Pour information, le BMDS est le système américain de défense antimissile balistique géré par l'agence de défense antimissile (Missile Defense Agency ou MDA) des USA. Il vise à contrer les missiles balistiques à courte, moyenne et longue portée qui ciblent les États-Unis d’Amérique. Comme un tel système est contrôlé par des ordinateurs et des logiciels, il peut facilement être la cible d'attaques parrainées des États, dans le but d'en prendre le contrôle, l'endommager ou de voler des informations classifiées et du code source.
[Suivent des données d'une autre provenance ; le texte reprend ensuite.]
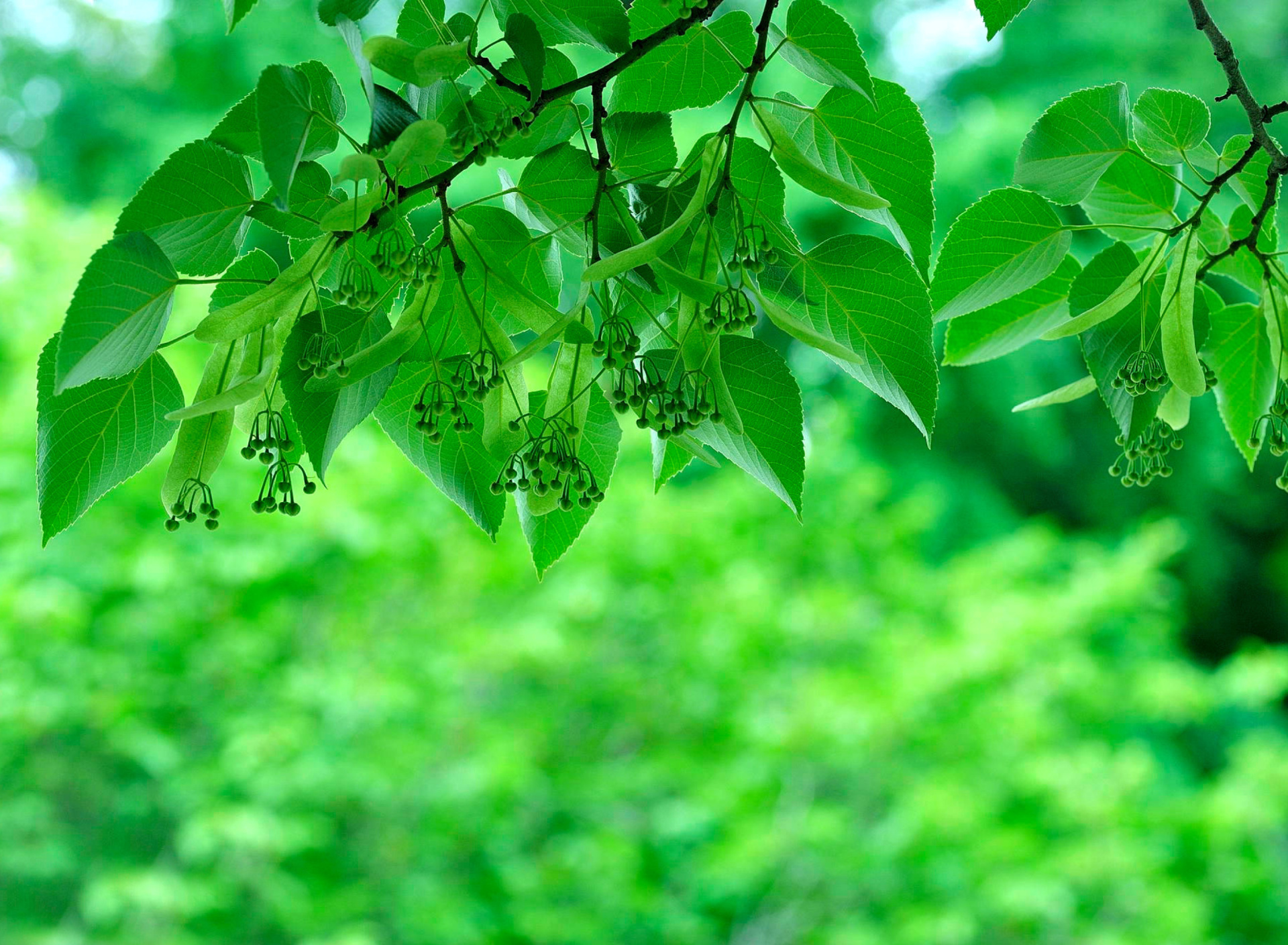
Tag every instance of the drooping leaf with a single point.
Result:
(1180, 352)
(1002, 244)
(883, 148)
(195, 208)
(390, 116)
(553, 534)
(117, 313)
(822, 44)
(281, 298)
(1132, 193)
(594, 22)
(998, 13)
(1167, 124)
(1238, 350)
(859, 301)
(329, 11)
(1005, 326)
(1073, 144)
(93, 438)
(235, 11)
(460, 466)
(282, 99)
(690, 71)
(325, 418)
(529, 48)
(641, 144)
(1062, 395)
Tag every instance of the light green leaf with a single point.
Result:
(325, 418)
(594, 22)
(460, 466)
(553, 534)
(1132, 193)
(1062, 395)
(883, 148)
(1238, 350)
(649, 249)
(1005, 326)
(1073, 144)
(195, 208)
(1002, 244)
(691, 71)
(1180, 355)
(641, 144)
(272, 302)
(1167, 124)
(529, 48)
(822, 46)
(998, 13)
(285, 117)
(1117, 299)
(330, 11)
(117, 313)
(235, 11)
(861, 301)
(96, 436)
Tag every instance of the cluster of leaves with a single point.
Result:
(429, 316)
(1188, 297)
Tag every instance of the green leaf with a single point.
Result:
(808, 175)
(390, 116)
(1073, 144)
(285, 117)
(235, 11)
(822, 44)
(93, 438)
(772, 445)
(1121, 295)
(460, 466)
(117, 313)
(525, 40)
(1167, 124)
(998, 13)
(691, 71)
(1238, 350)
(272, 302)
(859, 301)
(1180, 352)
(884, 148)
(329, 11)
(195, 208)
(553, 534)
(1002, 244)
(593, 22)
(203, 441)
(1132, 193)
(558, 186)
(1062, 395)
(1107, 346)
(326, 417)
(641, 144)
(1005, 326)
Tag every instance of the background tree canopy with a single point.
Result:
(982, 694)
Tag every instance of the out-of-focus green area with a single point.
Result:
(982, 694)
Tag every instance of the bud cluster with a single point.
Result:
(1145, 456)
(195, 498)
(1142, 375)
(549, 463)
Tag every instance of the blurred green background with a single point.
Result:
(982, 694)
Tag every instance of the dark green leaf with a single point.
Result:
(117, 313)
(195, 208)
(98, 435)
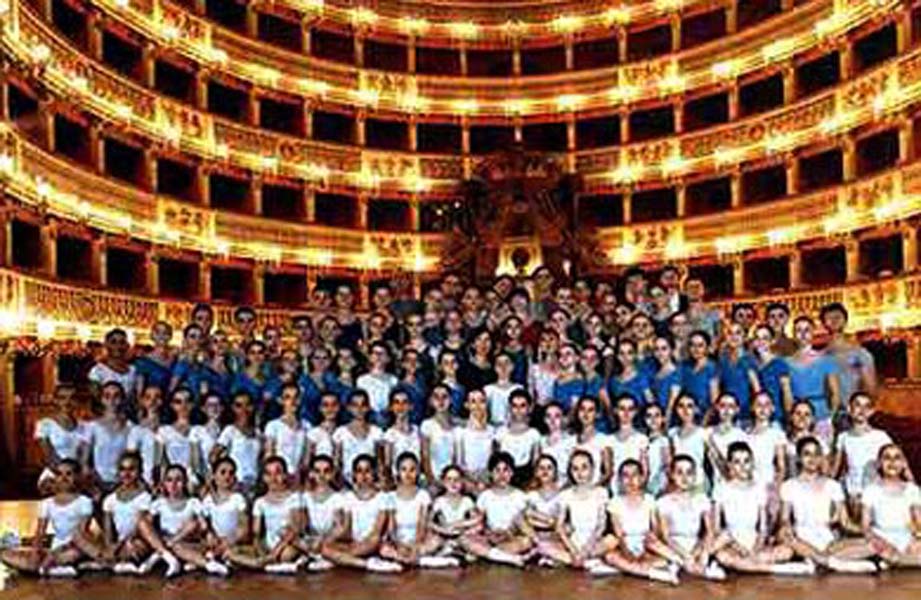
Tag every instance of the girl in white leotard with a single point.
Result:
(742, 525)
(224, 512)
(68, 513)
(411, 542)
(276, 524)
(683, 522)
(580, 525)
(813, 509)
(632, 515)
(122, 511)
(891, 511)
(361, 522)
(544, 500)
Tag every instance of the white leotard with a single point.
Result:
(125, 513)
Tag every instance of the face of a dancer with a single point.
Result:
(811, 458)
(631, 480)
(892, 463)
(274, 476)
(683, 475)
(741, 466)
(225, 476)
(174, 484)
(453, 481)
(587, 412)
(686, 409)
(553, 417)
(581, 469)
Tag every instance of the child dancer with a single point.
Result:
(438, 436)
(544, 499)
(684, 524)
(475, 443)
(204, 436)
(173, 527)
(581, 521)
(320, 438)
(722, 434)
(361, 522)
(320, 502)
(358, 437)
(557, 442)
(411, 542)
(740, 516)
(143, 438)
(632, 515)
(60, 436)
(518, 438)
(402, 437)
(107, 437)
(242, 442)
(659, 452)
(627, 442)
(276, 524)
(176, 442)
(892, 511)
(507, 537)
(812, 507)
(286, 436)
(68, 513)
(224, 512)
(856, 450)
(122, 511)
(597, 444)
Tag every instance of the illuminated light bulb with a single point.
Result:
(414, 25)
(468, 105)
(617, 15)
(268, 163)
(566, 23)
(40, 53)
(569, 101)
(7, 164)
(727, 156)
(314, 86)
(364, 16)
(778, 49)
(623, 93)
(368, 96)
(625, 173)
(464, 29)
(725, 69)
(45, 328)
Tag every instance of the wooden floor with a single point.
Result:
(473, 583)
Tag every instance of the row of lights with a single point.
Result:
(673, 81)
(891, 99)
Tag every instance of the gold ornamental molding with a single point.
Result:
(33, 306)
(172, 26)
(874, 96)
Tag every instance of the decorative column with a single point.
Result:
(796, 268)
(852, 259)
(204, 279)
(99, 261)
(152, 269)
(906, 140)
(49, 236)
(849, 158)
(909, 247)
(738, 276)
(310, 205)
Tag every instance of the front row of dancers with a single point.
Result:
(744, 528)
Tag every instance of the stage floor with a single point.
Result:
(474, 583)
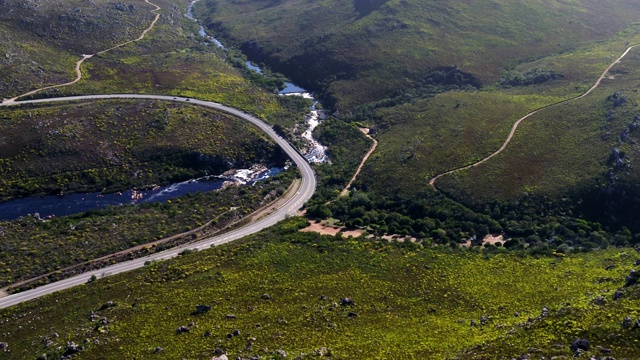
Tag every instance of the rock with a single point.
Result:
(202, 308)
(346, 302)
(617, 295)
(72, 348)
(183, 329)
(605, 350)
(632, 278)
(580, 344)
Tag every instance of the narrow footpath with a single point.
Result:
(433, 180)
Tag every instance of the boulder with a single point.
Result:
(632, 278)
(202, 308)
(346, 302)
(580, 345)
(183, 329)
(72, 348)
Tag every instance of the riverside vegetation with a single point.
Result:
(434, 104)
(304, 295)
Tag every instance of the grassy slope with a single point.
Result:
(410, 303)
(115, 145)
(31, 248)
(41, 41)
(565, 147)
(368, 55)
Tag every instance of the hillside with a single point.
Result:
(280, 292)
(360, 51)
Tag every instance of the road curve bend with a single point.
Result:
(432, 181)
(304, 193)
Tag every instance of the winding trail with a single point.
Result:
(345, 191)
(433, 180)
(85, 57)
(283, 210)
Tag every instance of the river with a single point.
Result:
(62, 205)
(314, 151)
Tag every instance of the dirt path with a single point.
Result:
(254, 216)
(330, 230)
(433, 180)
(85, 57)
(364, 160)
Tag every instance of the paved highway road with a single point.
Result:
(306, 190)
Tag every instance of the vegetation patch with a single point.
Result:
(303, 294)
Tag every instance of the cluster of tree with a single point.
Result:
(531, 77)
(539, 225)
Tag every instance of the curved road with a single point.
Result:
(433, 180)
(306, 190)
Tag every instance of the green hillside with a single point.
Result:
(360, 51)
(280, 292)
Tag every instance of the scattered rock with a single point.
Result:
(346, 302)
(580, 345)
(545, 312)
(617, 295)
(632, 278)
(72, 348)
(202, 309)
(108, 304)
(183, 329)
(605, 350)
Garantir sa sécurité est donc très important, mais un récent rapport de l'Inspecteur général du Département de la Défense (DoD IG) montre que le système de défense antimissile n'implémente pas du tout correctement les mesures de cybersécurité adéquates.


Le rapport, qui a été préparé plutôt cette année, fait suite à un audit de cybersécurité dans les installations du DoD pour la protection du système de défense antimissile balistique. Les responsables du bureau de l'Inspecteur Général du DOD ont choisi au hasard cinq sites qui gèrent des éléments et informations techniques du BMDS. Et l'audit a permis d'identifier des faiblesses graves sur les sites des contractants de la MDA concernant l'accès au réseau, la gestion des vulnérabilités et l'examen des journaux d'audit du système.

Le DoD IG dit avoir découvert que les administrateurs réseau et les gestionnaires de centre de données n’avaient pas mis en place des contrôles de sécurité et des processus pour protéger les informations techniques du BMDS. Le rapport indique plus précisément que l'authentification multifacteur n'a pas été utilisée systématiquement sur certains sites pour accéder aux informations techniques du BMDS, et l'un des sites n'a même pas pris la peine de configurer son réseau pour utiliser l'authentification multifacteur.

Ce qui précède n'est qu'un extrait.